Emmenées par Aïssa Maïga, la comédienne à l'origine d'un livre collectif Noire n'est pas mon métier, les actrices françaises ont été accueillies en haut des marches du Palais des festivals par la chanteuse burundaise Khadja Nin, membre du jury de la 71e édition. Pour les photographes, les seize femmes, parmi lesquelles Eye Haidara, Sonia Rolland ou Firmine Richard, ont aussi levé le poing avant de rentrer dans la salle pour la projection du film Burning du Coréen Lee Chang-dong.
Des actrices habillées en Balmain. Pour cette montée des marches symbolique, elles étaient habillées par la maison Balmain, dont le directeur artistique, Olivier Rousteing, est lui-même métis et attaché aux questions de diversité dans la mode. "Malheureusement pour moi, il ne m'a été que trop facile de reconnaître (dans le livre) les commentaires désobligeants, l'ignorance et la discrimination qu'elles ont dû affronter durant leur carrière", a témoigné le créateur dans un communiqué.
"Pas assez africaine pour jouer une Africaine". Dans cet ouvrage, présenté avant le Festival, ces 16 actrices épinglent, citations à l'appui, les clichés et plaisanteries douteuses voire carrément racistes entendues dans l'exercice de leur métier en France. "Heureusement que vous avez les traits fins", "vous parlez africain ?", "trop noire pour (jouer) une métisse", "pas assez africaine pour une Africaine": telles sont les réflexions entendues par exemple par Nadège Beausson-Diagne (Bienvenue chez les Ch'tis, Brillantissime).

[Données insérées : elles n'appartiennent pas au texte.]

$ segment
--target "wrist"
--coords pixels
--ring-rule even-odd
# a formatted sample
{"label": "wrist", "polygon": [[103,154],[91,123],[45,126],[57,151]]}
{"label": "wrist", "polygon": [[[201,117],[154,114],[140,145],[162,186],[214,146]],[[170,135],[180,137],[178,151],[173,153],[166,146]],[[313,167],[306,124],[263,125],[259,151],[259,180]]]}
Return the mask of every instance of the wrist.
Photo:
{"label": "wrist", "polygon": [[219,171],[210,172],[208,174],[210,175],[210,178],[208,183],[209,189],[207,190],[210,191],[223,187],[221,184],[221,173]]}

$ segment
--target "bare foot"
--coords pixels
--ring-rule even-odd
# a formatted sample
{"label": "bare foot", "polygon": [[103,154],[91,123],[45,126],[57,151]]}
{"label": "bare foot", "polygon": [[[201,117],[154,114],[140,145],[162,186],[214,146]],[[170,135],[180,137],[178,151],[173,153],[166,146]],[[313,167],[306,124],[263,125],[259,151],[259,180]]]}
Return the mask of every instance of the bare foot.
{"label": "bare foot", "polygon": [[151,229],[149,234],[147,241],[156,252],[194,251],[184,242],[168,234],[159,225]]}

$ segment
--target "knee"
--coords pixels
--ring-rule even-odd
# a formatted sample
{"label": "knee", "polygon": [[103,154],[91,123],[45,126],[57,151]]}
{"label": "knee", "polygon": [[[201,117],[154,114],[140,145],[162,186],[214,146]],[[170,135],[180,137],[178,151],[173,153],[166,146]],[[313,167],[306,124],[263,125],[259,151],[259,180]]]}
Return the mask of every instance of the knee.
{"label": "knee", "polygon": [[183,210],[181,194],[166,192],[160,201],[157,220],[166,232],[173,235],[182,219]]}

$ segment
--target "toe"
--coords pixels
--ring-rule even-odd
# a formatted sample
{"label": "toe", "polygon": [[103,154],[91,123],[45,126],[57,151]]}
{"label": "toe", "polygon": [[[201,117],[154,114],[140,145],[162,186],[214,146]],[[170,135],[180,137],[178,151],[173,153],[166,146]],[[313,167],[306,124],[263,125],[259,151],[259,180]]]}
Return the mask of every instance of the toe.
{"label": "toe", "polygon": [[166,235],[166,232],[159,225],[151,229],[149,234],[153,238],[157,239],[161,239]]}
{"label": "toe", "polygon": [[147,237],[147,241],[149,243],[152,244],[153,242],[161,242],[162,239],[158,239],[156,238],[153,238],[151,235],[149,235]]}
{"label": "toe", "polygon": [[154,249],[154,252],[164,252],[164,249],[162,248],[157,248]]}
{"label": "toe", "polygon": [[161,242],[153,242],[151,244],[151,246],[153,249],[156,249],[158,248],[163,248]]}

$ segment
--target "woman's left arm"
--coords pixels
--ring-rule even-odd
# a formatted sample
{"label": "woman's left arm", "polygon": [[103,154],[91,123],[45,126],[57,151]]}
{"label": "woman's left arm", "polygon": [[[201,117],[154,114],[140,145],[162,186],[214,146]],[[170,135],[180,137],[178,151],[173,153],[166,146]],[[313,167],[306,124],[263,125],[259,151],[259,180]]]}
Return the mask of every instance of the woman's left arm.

Lutter contre "l'invisibilité des personnes de couleur" à l'écran. Cette mobilisation n'aurait sans doute pas eu lieu sans le phénomène #MeToo et la libération de la parole des femmes après le scandale Harvey Weinstein, le producteur hollywoodien accusé de harcèlement sexuel voire de viols par près d'une centaine d'actrices, stars comme débutantes. "J'ai été imprégnée par l'air du temps", a indiqué Aïssa Maïga, elle-même d'origine sénégalaise. La comédienne estime notamment que les quotas pourraient "peut-être devenir une des voies possibles" pour lutter contre la sous-représentation, voire "l'invisibilité" des personnes de couleur à l'écran, et ce même si "le mot fait réagir de façon épidermique".